特に注目すべきは、京が「映画のためなら何でもする」という行動原理を持っていることです。これは彼が状況に応じて敵味方を変える可能性を示唆しています。最高の映画が撮れるのであれば、スラーを裏切ることも十分にあり得るでしょう。
また、京とORDERの過去の関係性も今後の展開に影響を与える可能性があります。彼がORDERに加入した経緯には友人の死という悲劇があり、その「贖罪」の意識が今後の行動に影響を与えるかもしれません。
京のキャラクター人気も見逃せない要素です。第1回公式人気投票では第20位(523票)、第2回では第31位(326票)と、決して上位ではないものの、一定のファンを持つキャラクターとして認識されています。今後の活躍次第では、さらに人気が上昇する可能性もあるでしょう。
サカモトデイズの物語は現在も進行中であり、京の今後の展開にも注目が集まります。彼の映画への情熱と独特の価値観が、物語にどのような影響を与えていくのか、読者の期待は高まるばかりです。
京が登場する名シーンは多数ありますが、特に印象的なものをいくつか紹介します。
JCCを襲撃した際、戦闘中に坂本太郎によって大切なカメラを壊されてしまいます。自身の命よりも大事にしていたカメラを壊された京は、これまでにないほど怒り狂いました。このシーンは彼の映画への異常な執着を象徴しています。
JCC編入試験で試験監督として登場した京は、自身の映画を面白くするためだけに乗っていた飛行機を爆破します。このシーンは京が「映画に命を懸ける」人物であることを如実に表しています。
JCCの教師である佐藤田悦子との戦いは、京の戦闘能力の高さを示す重要なシーンです。年老いてもなお強さを持つ佐藤田を、右目をつぶされながらも倒した京の実力が証明されました。
痩せた状態の坂本太郎と互角に渡り合うシーンも印象的です。カチンコで坂本の腹部を切るなど、映画の道具を武器として巧みに使用する京の戦闘スタイルが見どころとなっています。
読者からの京に対する評価は様々です。その独特の価値観と行動原理から「狂気的だが魅力的」と評価する声がある一方で、「残忍すぎる」という批判的な意見もあります。しかし、キャラクターとしての完成度は高く、物語に深みを与える重要な存在として認識されています。

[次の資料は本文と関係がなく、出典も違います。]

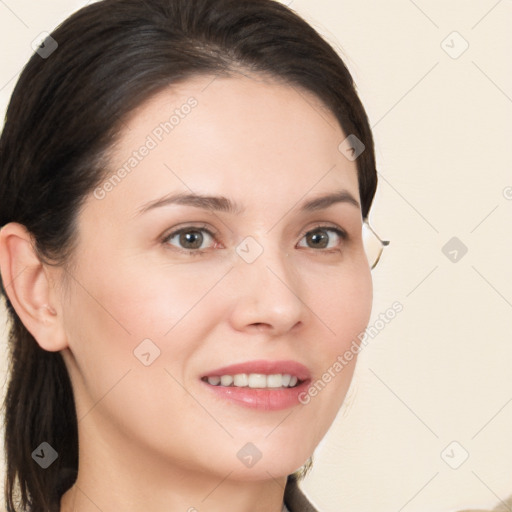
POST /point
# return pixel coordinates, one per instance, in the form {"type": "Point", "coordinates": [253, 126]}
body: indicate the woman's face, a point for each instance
{"type": "Point", "coordinates": [150, 313]}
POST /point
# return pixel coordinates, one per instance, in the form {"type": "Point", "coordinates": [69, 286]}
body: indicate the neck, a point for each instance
{"type": "Point", "coordinates": [116, 475]}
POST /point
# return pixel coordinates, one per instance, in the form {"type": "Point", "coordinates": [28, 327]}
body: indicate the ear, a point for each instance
{"type": "Point", "coordinates": [30, 287]}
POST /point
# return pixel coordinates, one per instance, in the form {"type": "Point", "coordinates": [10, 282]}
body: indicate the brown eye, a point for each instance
{"type": "Point", "coordinates": [190, 239]}
{"type": "Point", "coordinates": [319, 238]}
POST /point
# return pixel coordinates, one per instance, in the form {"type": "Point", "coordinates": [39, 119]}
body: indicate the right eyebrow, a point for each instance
{"type": "Point", "coordinates": [223, 204]}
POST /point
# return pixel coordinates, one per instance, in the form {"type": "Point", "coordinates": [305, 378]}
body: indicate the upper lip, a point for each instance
{"type": "Point", "coordinates": [264, 367]}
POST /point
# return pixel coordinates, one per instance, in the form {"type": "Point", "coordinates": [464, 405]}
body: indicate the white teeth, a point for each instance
{"type": "Point", "coordinates": [275, 381]}
{"type": "Point", "coordinates": [241, 380]}
{"type": "Point", "coordinates": [255, 380]}
{"type": "Point", "coordinates": [226, 380]}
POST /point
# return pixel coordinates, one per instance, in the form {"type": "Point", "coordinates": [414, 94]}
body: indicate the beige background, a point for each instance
{"type": "Point", "coordinates": [441, 370]}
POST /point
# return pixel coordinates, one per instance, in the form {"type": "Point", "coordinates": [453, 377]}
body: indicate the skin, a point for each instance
{"type": "Point", "coordinates": [152, 437]}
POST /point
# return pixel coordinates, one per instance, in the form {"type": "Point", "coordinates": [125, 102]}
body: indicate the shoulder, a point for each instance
{"type": "Point", "coordinates": [295, 500]}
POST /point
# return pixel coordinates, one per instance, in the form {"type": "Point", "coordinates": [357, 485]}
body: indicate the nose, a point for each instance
{"type": "Point", "coordinates": [269, 293]}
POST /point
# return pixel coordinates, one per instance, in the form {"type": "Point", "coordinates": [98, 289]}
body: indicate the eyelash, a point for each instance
{"type": "Point", "coordinates": [200, 252]}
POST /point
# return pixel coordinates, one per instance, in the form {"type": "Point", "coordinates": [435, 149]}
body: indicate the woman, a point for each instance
{"type": "Point", "coordinates": [184, 190]}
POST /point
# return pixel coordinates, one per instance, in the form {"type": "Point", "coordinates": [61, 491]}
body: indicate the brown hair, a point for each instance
{"type": "Point", "coordinates": [64, 115]}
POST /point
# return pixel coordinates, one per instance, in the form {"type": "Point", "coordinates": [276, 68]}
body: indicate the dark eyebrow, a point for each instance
{"type": "Point", "coordinates": [223, 204]}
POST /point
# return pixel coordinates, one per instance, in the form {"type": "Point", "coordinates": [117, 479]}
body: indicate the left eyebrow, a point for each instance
{"type": "Point", "coordinates": [223, 204]}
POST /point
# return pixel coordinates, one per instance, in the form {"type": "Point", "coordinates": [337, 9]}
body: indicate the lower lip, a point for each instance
{"type": "Point", "coordinates": [263, 399]}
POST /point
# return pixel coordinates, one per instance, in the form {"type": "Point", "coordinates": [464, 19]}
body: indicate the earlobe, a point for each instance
{"type": "Point", "coordinates": [30, 290]}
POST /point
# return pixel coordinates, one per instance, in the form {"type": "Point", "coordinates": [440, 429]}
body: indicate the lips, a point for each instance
{"type": "Point", "coordinates": [267, 398]}
{"type": "Point", "coordinates": [264, 367]}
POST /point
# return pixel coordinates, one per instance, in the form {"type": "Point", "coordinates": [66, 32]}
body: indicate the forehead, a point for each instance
{"type": "Point", "coordinates": [254, 139]}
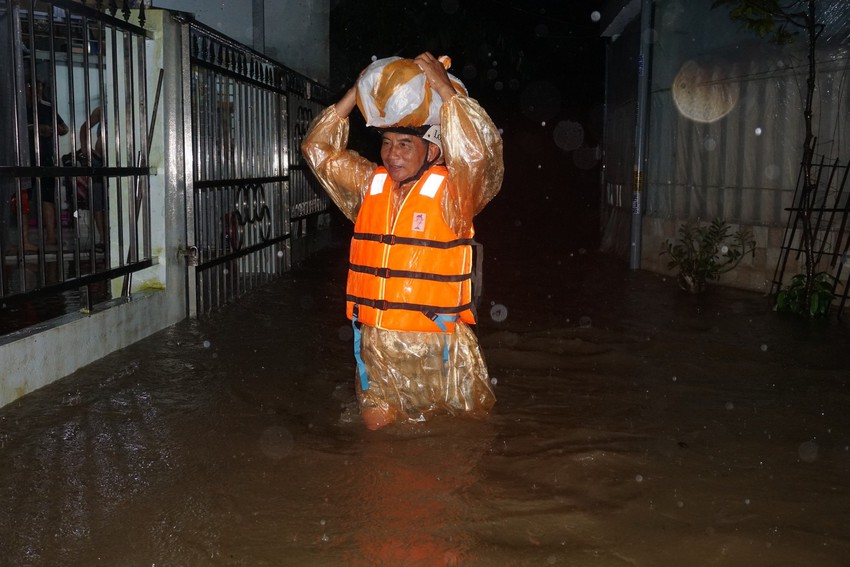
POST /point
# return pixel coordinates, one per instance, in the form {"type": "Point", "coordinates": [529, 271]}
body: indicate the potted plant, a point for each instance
{"type": "Point", "coordinates": [704, 251]}
{"type": "Point", "coordinates": [792, 299]}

公式人気投票での結果を見ると、第1回では第20位(523票/投票総数71,357票)、第2回では第31位(326票/投票総数154,552票)と、決して上位ではないものの、一定のファン層を獲得していることがわかります。
京のキャラクターの魅力は、その「純粋さ」にあるとも言えます。彼は映画のために生きており、その情熱は狂気的なまでに純粋です。そのような一途さが、読者の心を捉えているのでしょう。
また、京が登場する単行本は7巻からで、特に11巻89話でその活躍を見ることができます。サカモトデイズのファンなら、ぜひこれらの巻を読んで京の魅力を堪能してみてください。